My three youngest kids were invited to stay at their cousin's house on Saturday night because it was their cousin's birthday. That meant Thomas and I only had two kids for the first time since the older three stopped visiting their father over two years ago. I know most people only have two so would quite like a night off occasionally, but when you have five, having two is almost a night off - well it is as near to it as you're realistically going to get!

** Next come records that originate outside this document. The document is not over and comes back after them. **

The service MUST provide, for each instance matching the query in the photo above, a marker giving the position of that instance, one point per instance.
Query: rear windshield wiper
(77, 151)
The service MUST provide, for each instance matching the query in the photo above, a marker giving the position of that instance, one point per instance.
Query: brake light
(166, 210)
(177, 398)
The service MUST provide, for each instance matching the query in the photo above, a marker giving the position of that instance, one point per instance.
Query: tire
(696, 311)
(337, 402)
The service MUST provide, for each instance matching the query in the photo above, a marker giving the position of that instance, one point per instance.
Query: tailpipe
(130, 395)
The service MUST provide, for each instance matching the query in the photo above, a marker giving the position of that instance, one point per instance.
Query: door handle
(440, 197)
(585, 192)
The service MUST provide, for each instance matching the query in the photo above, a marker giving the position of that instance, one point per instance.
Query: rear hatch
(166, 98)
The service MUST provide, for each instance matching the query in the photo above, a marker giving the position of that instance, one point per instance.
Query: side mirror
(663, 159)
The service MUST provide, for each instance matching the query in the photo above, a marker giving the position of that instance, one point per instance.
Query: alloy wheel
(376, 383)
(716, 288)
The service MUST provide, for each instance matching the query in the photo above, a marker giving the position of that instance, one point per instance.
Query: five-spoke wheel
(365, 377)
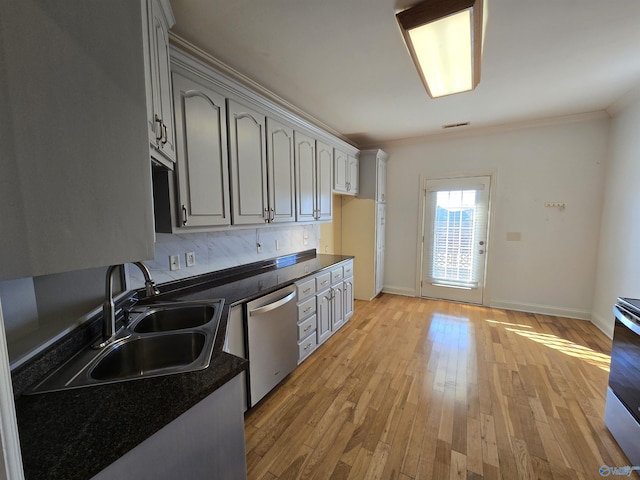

As we drove home from dropping them in town, it already felt weird - the car felt surprisingly spacious for starters. We got in late, 7ish so quickly threw some dinner together. Sitting down at the dining table was odd too, as we only took up half the seats but it was the silence that was most unsettling. Not once did we say 'use your fork', 'sit on your bottom', 'sit down', 'one more potato' 'turn and face the table' etc, etc. Dinner was actually a calm, philosophical discussion rather than a set of commands barked over the general din on dinner. Cooking for four was not something Charlotte was used to either so we ended up with a little too much of everything and when it got to dishes we were surprised to find the dishwasher even had space in it for a second meal! Is this what other people do every day? How very strange! After dinner was back to normal for me unfortunately because of a pressing work deadline but Thomas even got to go out for two hours after dinner instead of reading Danish and giving Léon a violin lesson. Is this what life will be like in ten years once we're down to two?
Finally Marcel remarked. 'This must be what other people live like: kids nearly the same age, quiet adult conversations, no tiny kids around your feet asking silly questions and going on about kiddie nonsense. It just doesn't feel right. It's spookily quiet. It doesn't feel like our family.' He just didn't feel at home without the chaotic lifestyle we call normality!